Хозяин магазина Ян Минцель, старик с румяным лицом и пучком седых волос на подбородке, во всякое время дня сидел у окна в кожаном кресле, облаченный в голубой байковый кафтан, белый фартук и белый колпак. На столе перед ним лежала большая приходная книга, в которую он записывал выручку, а над самой его головой висела связка плеток, предназначенных на продажу. Старик получал деньги, давал покупателям сдачу, вносил записи в книгу, иногда дремал, но, несмотря на такое множество занятий, с непостижимой зоркостью следил за ходом торговли во всем магазине. Он успевал еще для увеселения прохожих время от времени дергать за шнурок прыгавшего в окне казака и, наконец, что мне нравилось всего меньше, за различные провинности стегать нас одной из висевших на стене плеток.
Я говорю «нас», ибо в магазине было три кандидата на телесное наказание: я и два племянника старика — Франц и Ян Минцели.
Зоркий глаз и сноровку хозяина в употреблении «оленьей ножки» я испытал на себе уже через три дня после моего вступления в магазин.
Франц отвесил какой-то женщине изюму на десять грошей. Заметив, что одна изюминка упала на прилавок (в ту минуту старик сидел с закрытыми глазами), я незаметно поднял ее и съел. Только я принялся выковыривать зернышко, которое застряло у меня в зубах, как вдруг почувствовал на спине нечто вроде прикосновения раскаленного железа.
— Ах, шельма! — гаркнул старый Минцель, и, прежде чем я успел отдать себе отчет в происходившем, он еще несколько раз огрел меня плеткой.
Я скорчился от боли, но с той поры не осмеливался ни крошки брать в рот в магазине. Миндаль, изюм и даже рожки приобрели для меня вкус перца.

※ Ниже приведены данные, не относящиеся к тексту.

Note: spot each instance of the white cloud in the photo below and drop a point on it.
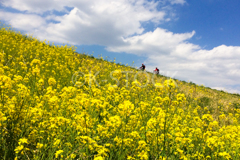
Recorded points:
(117, 25)
(27, 22)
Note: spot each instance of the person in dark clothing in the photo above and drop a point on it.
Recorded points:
(142, 67)
(156, 70)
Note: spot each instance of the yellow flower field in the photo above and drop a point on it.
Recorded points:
(58, 104)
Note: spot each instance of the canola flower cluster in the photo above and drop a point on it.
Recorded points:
(44, 114)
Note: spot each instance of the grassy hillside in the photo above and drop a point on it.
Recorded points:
(58, 104)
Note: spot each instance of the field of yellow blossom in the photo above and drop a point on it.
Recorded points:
(58, 104)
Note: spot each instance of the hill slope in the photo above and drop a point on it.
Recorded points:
(58, 104)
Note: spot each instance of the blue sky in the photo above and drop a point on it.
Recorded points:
(192, 40)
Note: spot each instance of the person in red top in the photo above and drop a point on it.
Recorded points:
(156, 70)
(142, 67)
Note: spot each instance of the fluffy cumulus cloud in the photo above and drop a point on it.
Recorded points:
(118, 25)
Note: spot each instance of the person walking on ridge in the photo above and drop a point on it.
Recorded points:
(142, 67)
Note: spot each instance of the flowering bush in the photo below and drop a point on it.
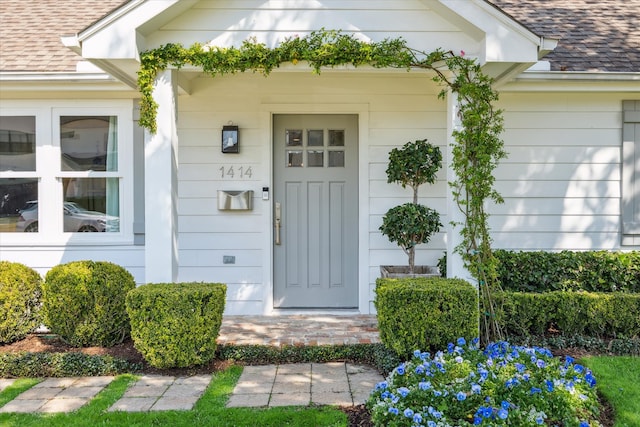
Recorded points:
(503, 385)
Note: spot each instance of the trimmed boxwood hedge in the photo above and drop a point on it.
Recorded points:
(84, 302)
(176, 324)
(425, 313)
(593, 271)
(601, 315)
(20, 292)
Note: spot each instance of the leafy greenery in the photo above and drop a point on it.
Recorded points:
(176, 324)
(425, 312)
(619, 383)
(594, 271)
(603, 315)
(71, 364)
(210, 410)
(476, 152)
(410, 224)
(84, 302)
(376, 355)
(503, 385)
(20, 293)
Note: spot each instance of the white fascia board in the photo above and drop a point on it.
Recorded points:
(506, 40)
(570, 81)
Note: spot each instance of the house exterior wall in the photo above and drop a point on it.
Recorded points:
(393, 108)
(562, 179)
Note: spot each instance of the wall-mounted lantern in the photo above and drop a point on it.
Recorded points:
(230, 140)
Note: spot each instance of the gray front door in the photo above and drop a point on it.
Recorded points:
(315, 211)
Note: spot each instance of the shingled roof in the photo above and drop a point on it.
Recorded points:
(30, 32)
(595, 35)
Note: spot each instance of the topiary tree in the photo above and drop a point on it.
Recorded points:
(84, 302)
(20, 292)
(411, 224)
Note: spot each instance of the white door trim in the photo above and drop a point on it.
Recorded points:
(266, 125)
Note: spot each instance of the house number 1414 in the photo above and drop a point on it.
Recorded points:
(237, 172)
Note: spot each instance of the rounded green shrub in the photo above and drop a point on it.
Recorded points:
(425, 312)
(176, 324)
(84, 303)
(20, 292)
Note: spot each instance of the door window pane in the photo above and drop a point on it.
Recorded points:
(89, 143)
(17, 143)
(293, 137)
(315, 138)
(315, 158)
(91, 205)
(18, 204)
(336, 138)
(294, 159)
(336, 159)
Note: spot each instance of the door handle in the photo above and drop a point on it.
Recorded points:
(278, 213)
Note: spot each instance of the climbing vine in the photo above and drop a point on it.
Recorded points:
(477, 149)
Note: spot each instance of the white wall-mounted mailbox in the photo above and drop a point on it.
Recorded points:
(235, 200)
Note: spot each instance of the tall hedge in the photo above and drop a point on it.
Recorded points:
(593, 271)
(176, 324)
(601, 315)
(425, 313)
(20, 292)
(84, 302)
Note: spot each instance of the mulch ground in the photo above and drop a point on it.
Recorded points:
(358, 416)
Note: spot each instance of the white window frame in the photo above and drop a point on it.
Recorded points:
(49, 171)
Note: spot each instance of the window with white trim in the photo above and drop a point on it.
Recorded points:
(63, 172)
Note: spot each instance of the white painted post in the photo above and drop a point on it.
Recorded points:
(161, 185)
(455, 265)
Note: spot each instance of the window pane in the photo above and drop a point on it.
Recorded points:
(91, 204)
(315, 158)
(17, 143)
(294, 159)
(336, 159)
(293, 137)
(18, 204)
(336, 138)
(89, 143)
(315, 138)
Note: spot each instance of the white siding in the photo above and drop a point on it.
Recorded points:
(400, 107)
(561, 182)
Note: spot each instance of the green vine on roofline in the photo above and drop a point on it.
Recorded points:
(477, 149)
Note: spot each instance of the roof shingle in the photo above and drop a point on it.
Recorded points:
(594, 35)
(30, 32)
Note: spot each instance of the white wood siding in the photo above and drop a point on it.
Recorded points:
(400, 106)
(561, 182)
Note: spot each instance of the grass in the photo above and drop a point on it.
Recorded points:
(209, 411)
(619, 382)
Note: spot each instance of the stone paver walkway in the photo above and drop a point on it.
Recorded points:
(308, 330)
(160, 393)
(57, 395)
(301, 384)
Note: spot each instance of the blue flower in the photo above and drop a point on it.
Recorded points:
(503, 414)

Расправившись со мною, старик повесил плетку на гвоздь, вписал в книгу изюм и с самым добродушным видом принялся дергать казака за шнурок. Глядя на его улыбающееся лицо и прищуренные глаза, я бы не поверил, что у этого веселого старичка такая тяжелая рука. И тогда я впервые заметил, что упомянутый казак куда менее забавен, если глядеть на него не с улицы, а из магазина.
Магазин наш был бакалейно-галантерейно-москательный. Бакалейные товары отпускал покупателям Франц Минцель, малый лет тридцати с лишком, рыжеволосый, с заспанной физиономией. Ему чаще всего попадало плеткой от дядюшки, потому что он курил трубку, поздно становился за прилавок, по ночам куда-то исчезал из дому, а главное — небрежно отвешивал товар. А младший, Ян Минцель, который заведовал галантереей и при нескладном теле отличался кротостью нрава, в свою очередь, бывал бит за то, что крал цветную бумагу и писал на ней письма барышням.
Только Август Кац, отпускавший мыло, не подвергался внушениям ремнем. Этот тщедушный человек отличался необычайной аккуратностью. Раньше всех приходил на работу, нарезал мыло и отвешивал крахмал, словно автомат; ел, что давали, забившись в самый темный уголок магазина, словно стыдясь того, что ему свойственны человеческие слабости. В десять часов вечера он куда-то исчезал.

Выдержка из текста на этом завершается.